Иногда Мик, изумленно хмурясь, принимался разглядывать свою руку и повторял при этом:

— Будь я проклят, если понимаю, как это случилось. Только что рука была цела и невредима — я бросил мешок с пшеницей на телегу, и вдруг как она хрястнет. Вот так всегда: здоров, здоров, а потом сразу и сляжешь.

— Тебе еще повезло, — вставлял свое замечание Энгус. — Через два-три дня будешь снова сидеть в пивной. А вот насчет Фрэнка ты слыхал?

— Нет.

— Так вот, он умер.

— Не может быть! Подумать только! — воскликнул Мик. — Я же говорю: сейчас бегаешь молодцом, а через минуту лежишь мертвецом. Когда он выписывался во вторник, он был здоров. Как же это?

— Разрыв сердца.

— Это тоже скверная штука — никогда заранее не угадаешь, — произнес Мик.

Он угрюмо замолчал и просидел так до самого завтрака; но, когда сиделка с подносом подошла к нему, он повеселел и обратился к ней с вопросом:

— Скажи, пожалуйста, когда ты меня полюбишь?

Сиделки в белых накрахмаленных передниках, розовых платьях и ботинках на низком каблуке сновали мимо моей кровати; иногда они улыбались мне или останавливались, чтобы поправить одеяло. Их тщательно вымытые руки пахли карболкой. Я был единственным ребенком в палате, и они относились ко мне с материнской нежностью.
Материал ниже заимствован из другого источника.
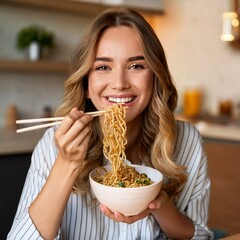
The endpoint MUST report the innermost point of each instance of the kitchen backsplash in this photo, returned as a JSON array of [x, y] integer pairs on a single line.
[[189, 31]]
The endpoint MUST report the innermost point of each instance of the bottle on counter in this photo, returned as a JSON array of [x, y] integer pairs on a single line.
[[11, 117]]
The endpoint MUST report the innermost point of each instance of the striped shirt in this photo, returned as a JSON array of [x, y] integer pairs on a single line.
[[83, 219]]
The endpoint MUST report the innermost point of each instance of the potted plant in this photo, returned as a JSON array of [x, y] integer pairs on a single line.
[[35, 39]]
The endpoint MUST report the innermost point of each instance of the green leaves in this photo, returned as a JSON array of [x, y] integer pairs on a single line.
[[34, 33]]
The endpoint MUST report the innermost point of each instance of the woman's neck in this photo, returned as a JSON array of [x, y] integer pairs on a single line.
[[133, 141]]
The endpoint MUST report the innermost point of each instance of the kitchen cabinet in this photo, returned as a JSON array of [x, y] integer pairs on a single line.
[[39, 66], [224, 164], [88, 7], [13, 170]]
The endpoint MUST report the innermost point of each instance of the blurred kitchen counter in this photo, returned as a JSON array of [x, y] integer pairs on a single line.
[[15, 143], [216, 129]]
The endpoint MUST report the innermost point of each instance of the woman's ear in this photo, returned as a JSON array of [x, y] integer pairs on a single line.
[[87, 95]]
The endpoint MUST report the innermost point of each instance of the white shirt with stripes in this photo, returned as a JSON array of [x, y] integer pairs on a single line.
[[83, 219]]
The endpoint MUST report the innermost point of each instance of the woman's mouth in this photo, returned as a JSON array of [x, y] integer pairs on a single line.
[[120, 100]]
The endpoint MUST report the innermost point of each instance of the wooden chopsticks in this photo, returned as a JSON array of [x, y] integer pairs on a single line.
[[51, 121]]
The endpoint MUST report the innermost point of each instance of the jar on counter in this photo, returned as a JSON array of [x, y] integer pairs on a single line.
[[226, 108], [192, 102]]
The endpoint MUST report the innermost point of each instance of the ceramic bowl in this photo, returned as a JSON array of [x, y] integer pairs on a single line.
[[127, 201]]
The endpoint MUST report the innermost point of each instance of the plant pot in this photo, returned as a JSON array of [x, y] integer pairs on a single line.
[[34, 51]]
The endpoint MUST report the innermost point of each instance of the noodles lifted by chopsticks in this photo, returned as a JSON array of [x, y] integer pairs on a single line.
[[114, 141]]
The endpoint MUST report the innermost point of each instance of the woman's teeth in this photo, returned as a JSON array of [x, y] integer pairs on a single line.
[[120, 100]]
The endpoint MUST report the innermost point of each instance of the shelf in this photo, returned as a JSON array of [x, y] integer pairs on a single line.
[[39, 66], [76, 6]]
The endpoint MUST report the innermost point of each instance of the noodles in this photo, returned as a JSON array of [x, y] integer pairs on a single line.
[[114, 141]]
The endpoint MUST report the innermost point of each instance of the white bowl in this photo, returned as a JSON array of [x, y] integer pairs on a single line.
[[127, 201]]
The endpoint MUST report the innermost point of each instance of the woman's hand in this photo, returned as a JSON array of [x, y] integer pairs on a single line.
[[72, 137], [153, 206]]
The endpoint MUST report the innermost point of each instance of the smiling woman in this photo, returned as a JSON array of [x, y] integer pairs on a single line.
[[119, 60]]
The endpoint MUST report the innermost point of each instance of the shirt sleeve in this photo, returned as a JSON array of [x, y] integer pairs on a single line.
[[42, 160], [194, 198]]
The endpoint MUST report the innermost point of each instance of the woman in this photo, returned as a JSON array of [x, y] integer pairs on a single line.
[[120, 59]]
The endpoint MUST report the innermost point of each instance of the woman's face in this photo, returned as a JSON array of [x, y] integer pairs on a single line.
[[120, 73]]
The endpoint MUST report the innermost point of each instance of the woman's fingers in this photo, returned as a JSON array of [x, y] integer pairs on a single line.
[[73, 135], [118, 217]]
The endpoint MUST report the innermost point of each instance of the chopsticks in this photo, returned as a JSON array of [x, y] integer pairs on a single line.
[[53, 121]]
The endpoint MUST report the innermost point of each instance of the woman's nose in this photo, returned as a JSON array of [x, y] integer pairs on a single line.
[[120, 81]]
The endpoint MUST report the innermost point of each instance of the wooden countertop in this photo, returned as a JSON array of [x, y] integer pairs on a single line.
[[233, 237], [12, 142]]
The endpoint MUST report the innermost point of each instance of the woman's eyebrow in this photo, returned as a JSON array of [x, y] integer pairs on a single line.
[[136, 58], [108, 59], [103, 59]]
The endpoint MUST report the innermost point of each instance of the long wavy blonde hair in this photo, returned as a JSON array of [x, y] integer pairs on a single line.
[[158, 133]]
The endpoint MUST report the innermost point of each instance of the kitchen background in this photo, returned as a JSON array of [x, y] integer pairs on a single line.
[[188, 29], [190, 32]]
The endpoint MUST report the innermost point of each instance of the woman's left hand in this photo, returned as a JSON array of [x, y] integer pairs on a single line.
[[152, 207]]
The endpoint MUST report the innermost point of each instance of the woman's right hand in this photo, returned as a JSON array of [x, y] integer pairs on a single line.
[[72, 137]]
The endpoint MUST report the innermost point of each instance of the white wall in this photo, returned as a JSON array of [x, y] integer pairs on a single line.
[[189, 31]]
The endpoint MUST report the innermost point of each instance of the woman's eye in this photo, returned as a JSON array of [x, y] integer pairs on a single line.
[[102, 68], [136, 67]]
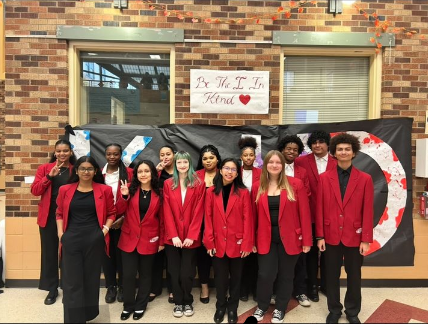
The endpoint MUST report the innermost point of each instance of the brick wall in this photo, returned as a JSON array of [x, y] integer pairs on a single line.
[[36, 88]]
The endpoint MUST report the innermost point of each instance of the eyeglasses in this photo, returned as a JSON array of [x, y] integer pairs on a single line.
[[84, 170], [227, 169]]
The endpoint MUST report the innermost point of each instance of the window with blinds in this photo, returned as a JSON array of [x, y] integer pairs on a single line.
[[325, 89]]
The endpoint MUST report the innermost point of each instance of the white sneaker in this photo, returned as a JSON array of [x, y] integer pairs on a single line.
[[259, 314], [277, 316], [273, 299], [303, 300], [178, 311], [188, 310]]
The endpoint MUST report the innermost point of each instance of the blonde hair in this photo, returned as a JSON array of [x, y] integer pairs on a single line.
[[283, 183]]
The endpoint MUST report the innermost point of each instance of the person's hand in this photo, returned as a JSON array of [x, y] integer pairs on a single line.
[[211, 252], [364, 247], [55, 170], [187, 242], [124, 190], [177, 242], [321, 245], [244, 254]]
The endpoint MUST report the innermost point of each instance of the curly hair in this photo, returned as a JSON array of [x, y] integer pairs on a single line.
[[247, 142], [319, 135], [344, 138], [290, 139]]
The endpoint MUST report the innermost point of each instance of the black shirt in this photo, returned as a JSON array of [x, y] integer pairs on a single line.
[[145, 198], [343, 179], [273, 202], [226, 194], [82, 210]]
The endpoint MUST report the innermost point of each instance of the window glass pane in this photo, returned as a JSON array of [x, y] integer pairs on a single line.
[[325, 89], [125, 88]]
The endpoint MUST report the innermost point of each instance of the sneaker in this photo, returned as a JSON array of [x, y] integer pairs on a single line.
[[188, 310], [303, 300], [272, 299], [277, 316], [259, 314], [178, 311]]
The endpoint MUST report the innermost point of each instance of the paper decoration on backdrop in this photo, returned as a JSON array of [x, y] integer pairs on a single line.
[[137, 145], [229, 92], [80, 143]]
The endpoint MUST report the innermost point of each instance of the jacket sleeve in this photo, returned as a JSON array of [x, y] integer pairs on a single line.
[[110, 206], [198, 213], [41, 182], [367, 234], [304, 214], [248, 237], [170, 227], [208, 239]]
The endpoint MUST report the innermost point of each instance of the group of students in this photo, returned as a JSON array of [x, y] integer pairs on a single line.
[[271, 222]]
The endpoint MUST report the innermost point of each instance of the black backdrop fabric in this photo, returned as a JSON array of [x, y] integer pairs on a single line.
[[393, 134]]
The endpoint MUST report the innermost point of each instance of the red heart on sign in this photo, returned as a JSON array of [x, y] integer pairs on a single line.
[[245, 99]]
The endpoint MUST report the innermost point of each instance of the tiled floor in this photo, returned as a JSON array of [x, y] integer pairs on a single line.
[[380, 305]]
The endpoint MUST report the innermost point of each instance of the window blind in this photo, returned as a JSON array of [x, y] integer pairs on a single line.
[[325, 89]]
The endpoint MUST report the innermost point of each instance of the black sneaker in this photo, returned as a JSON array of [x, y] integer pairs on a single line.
[[111, 294]]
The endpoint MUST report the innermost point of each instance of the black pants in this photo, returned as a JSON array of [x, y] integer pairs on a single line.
[[335, 255], [143, 264], [312, 258], [182, 269], [223, 268], [204, 265], [82, 254], [249, 276], [160, 262], [113, 265], [276, 263], [49, 277]]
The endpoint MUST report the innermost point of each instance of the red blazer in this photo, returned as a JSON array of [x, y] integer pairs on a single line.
[[42, 187], [294, 220], [145, 235], [308, 163], [183, 220], [104, 205], [255, 175], [229, 232], [350, 221]]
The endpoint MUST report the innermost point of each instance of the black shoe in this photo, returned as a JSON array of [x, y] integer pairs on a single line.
[[333, 318], [232, 317], [111, 294], [243, 298], [219, 316], [171, 299], [124, 316], [204, 300], [120, 294], [138, 315], [51, 297], [313, 294], [353, 319]]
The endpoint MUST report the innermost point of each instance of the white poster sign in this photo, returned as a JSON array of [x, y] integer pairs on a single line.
[[229, 92]]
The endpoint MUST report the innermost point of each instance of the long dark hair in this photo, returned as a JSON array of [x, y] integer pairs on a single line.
[[123, 173], [98, 177], [154, 182], [208, 148], [237, 182], [65, 142]]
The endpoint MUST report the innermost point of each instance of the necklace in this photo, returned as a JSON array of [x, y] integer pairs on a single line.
[[145, 193]]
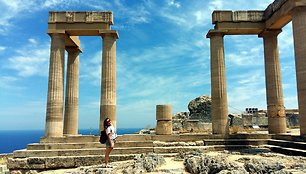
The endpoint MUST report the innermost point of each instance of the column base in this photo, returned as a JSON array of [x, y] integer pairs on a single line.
[[163, 127], [277, 125]]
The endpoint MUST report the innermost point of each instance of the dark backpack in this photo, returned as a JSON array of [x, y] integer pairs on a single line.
[[103, 137]]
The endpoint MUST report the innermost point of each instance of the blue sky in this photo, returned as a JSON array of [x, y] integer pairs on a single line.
[[162, 58]]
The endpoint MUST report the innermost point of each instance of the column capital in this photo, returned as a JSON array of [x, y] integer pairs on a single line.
[[73, 49], [270, 32], [212, 33], [112, 33]]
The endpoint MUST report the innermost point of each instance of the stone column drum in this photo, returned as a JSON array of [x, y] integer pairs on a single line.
[[274, 91], [218, 85], [108, 81], [164, 120], [55, 99], [299, 35], [72, 92]]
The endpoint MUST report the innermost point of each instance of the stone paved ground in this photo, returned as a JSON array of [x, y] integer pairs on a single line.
[[224, 162]]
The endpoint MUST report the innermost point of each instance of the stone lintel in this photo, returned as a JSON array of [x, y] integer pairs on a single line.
[[213, 32], [237, 28], [70, 41], [81, 17], [237, 16], [112, 32], [270, 32]]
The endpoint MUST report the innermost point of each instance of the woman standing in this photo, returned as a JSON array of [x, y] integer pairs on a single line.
[[111, 139]]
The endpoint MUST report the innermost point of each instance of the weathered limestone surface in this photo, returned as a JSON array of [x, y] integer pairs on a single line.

Под влиянием отца я иногда принимался отыскивать в людях сходство с лошадьми, и, когда я смотрел на носившихся взад и вперед сиделок, они казались мне похожими на пони.

В тот день, когда меня привезли в больницу, отец, поглядев на сиделок (он любил женщин), заметил матери, что среди них есть несколько хороших лошадок, но они плохо подкованы.

Когда с улицы доносился конский топот, я вспоминал отца, мне казалось, что я вижу его верхом на норовистой лошади, и он обязательно улыбался. Я получил от него письмо, в котором он писал: «У нас стоит засуха, и мне приходится подкармливать Кейт. У ручья еще сохранилось немного травы, но я хочу, чтобы Кейт к твоему приезду была в хорошей форме».